Yesterday (in America) and today (elsewhere outside of metropolitan France), French citizens registered before 31 December 2011 with their consulate were able to vote for a member of parliament. For the first time, the French living abroad will have dedicated representatives in the lower house (we could previously vote in France through awkward arrangements).
I live in the 11th district of the French-abroad, covering Russia, much of Asia, and Australia. 20 candidates were competing: 8 from established parties (no common candidates were fielded here, either by the parliamentary right nor by the “presidential majority” leftist parties, which is quite common inside France), and 12 others (a very high number, but not uncommon abroad).
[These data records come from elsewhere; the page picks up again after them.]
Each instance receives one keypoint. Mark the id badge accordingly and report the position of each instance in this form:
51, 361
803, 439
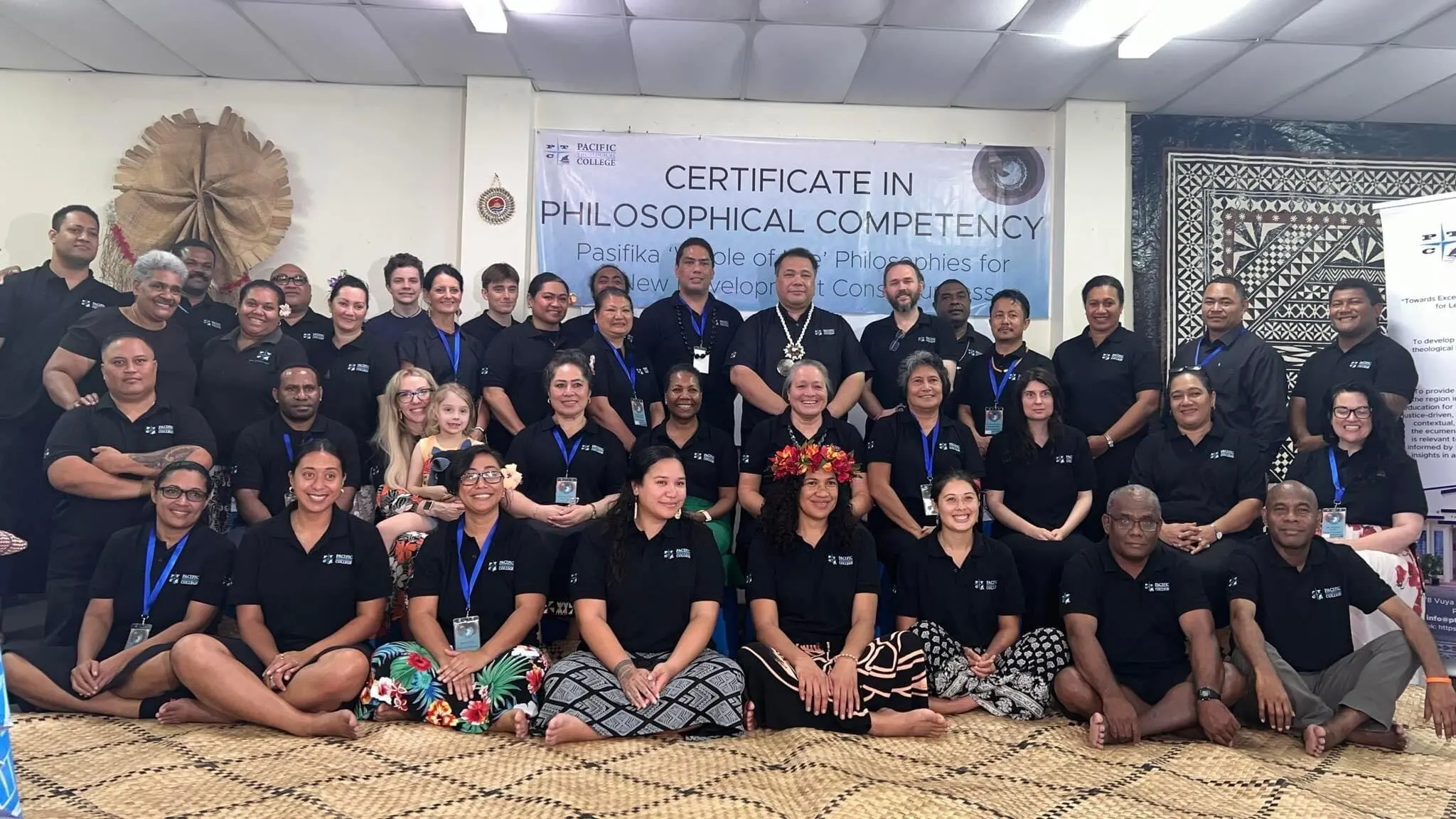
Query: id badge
139, 634
567, 491
995, 416
466, 633
926, 499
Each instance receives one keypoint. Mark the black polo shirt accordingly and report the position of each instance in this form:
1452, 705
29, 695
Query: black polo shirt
973, 384
314, 333
1136, 617
309, 595
261, 459
779, 432
36, 312
1042, 488
1100, 382
204, 321
665, 333
897, 442
611, 379
600, 464
1376, 488
814, 587
648, 606
176, 369
82, 525
1248, 376
963, 599
1200, 483
1378, 362
761, 341
710, 458
1307, 614
235, 387
201, 574
519, 563
886, 347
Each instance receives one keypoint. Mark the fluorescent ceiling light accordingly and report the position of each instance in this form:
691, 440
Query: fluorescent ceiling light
486, 15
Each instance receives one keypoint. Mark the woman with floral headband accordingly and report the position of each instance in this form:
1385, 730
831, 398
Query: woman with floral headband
813, 589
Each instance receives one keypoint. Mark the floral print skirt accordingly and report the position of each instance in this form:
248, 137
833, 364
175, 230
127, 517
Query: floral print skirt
404, 675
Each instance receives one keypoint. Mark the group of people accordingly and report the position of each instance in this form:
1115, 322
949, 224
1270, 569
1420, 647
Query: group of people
1010, 532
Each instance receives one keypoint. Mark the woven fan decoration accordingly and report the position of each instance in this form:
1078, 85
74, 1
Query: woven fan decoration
198, 180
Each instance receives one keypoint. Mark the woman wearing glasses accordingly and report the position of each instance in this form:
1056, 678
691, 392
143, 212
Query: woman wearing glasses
1209, 480
154, 585
475, 605
1371, 496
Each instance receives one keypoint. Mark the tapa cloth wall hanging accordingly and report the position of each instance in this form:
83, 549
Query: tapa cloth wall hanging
196, 180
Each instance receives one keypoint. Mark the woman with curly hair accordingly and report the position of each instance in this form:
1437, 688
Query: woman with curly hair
813, 589
475, 605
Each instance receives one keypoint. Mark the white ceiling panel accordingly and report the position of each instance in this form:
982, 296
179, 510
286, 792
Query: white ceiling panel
95, 34
836, 14
692, 9
579, 54
1371, 85
1360, 22
918, 68
1147, 85
441, 46
689, 57
213, 37
983, 15
334, 44
1029, 73
804, 63
1264, 77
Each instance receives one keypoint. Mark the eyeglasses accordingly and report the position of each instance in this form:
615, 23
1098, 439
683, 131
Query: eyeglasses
172, 493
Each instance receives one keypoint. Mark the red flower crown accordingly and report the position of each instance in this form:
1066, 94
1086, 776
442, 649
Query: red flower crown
813, 458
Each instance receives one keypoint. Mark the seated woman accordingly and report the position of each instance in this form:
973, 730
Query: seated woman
647, 588
154, 585
960, 592
1039, 490
813, 588
906, 454
311, 589
1209, 480
1371, 494
475, 604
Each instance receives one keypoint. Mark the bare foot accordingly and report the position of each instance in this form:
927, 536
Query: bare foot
565, 727
187, 710
1315, 741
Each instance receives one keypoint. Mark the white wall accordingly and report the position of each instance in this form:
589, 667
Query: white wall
375, 171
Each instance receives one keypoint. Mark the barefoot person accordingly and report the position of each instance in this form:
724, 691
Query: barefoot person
647, 589
154, 585
475, 601
1130, 605
311, 589
1290, 596
813, 589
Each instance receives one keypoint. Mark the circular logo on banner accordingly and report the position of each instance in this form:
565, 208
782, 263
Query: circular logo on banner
497, 206
1008, 176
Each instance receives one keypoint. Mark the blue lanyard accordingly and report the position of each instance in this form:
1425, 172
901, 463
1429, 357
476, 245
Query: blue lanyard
999, 387
455, 358
468, 587
1334, 478
149, 591
928, 448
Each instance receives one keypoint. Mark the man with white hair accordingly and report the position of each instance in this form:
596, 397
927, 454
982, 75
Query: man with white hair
72, 376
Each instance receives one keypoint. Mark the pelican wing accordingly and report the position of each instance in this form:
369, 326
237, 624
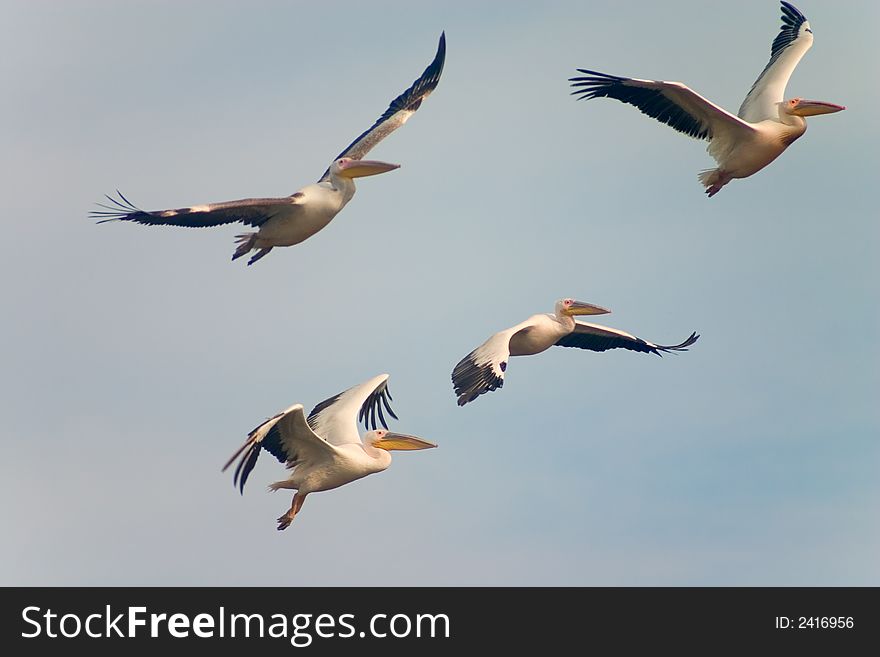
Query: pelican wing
672, 103
483, 369
336, 419
400, 109
602, 338
250, 211
794, 39
286, 436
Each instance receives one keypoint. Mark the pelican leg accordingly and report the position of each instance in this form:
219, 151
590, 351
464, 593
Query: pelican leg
259, 255
285, 520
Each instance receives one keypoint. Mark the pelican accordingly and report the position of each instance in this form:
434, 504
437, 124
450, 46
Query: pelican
483, 369
292, 219
741, 145
325, 450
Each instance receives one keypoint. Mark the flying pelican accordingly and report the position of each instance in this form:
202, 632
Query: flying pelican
325, 451
292, 219
741, 145
483, 369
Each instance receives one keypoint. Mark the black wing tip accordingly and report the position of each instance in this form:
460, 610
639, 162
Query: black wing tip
683, 346
373, 406
470, 380
119, 209
791, 11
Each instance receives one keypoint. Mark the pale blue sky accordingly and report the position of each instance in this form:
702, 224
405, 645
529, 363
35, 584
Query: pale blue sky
136, 359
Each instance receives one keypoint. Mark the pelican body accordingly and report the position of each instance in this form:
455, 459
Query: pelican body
744, 144
325, 450
483, 369
292, 219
While some of my friends voted online (also a first, fraught with technical issues and the worrying requirement to downgrade your Java virtual machine), I know of a couple who did not vote, while they had in the presidential election a couple of weeks ago.
An interesting issue was the emails sent by the candidates to the voters, as authorized by the French state who supplied the data on CDs (first and last name, date of birth, email address, home address).
Obviously, email is cheaper and more effective than paper propaganda (I didn’t receive the official campaign material on time for the presidential election, for example). Outsourcing the sending to the candidates is not a bad idea either (they have to print their own campaign material, although the state mails it to the voters, in one bundle).
But email marketing has rules — some of which have been translated into law, but many of which are simply understood by people, especially in Europe — such as the need for prior approval before “spamming” your recipients.
And this campaign has broken the rule: it wasn’t really possible to opt out of the emails. Some candidates did supply the option, but it was up to them to honor it, and there was no easy way to opt out of the whole election communication.
This is a beautiful real-life example of the pitfalls of old lists and gathering mailing authorizations offline: even if, technically, the candidates had voters’ approval, many experienced the mails as unsolicited and unwelcome.
Politics sometimes takes a page from commercial digital marketing in a very interesting way (the Obama campaign of ’08 and perhaps to a lesser but nonetheless worthy degree, the work done around Hollande this year). However, heavy-handed or tone-deaf tactics can backfire in a way that affects democratic processes. The participation rate in an election isn’t just another conversion goal.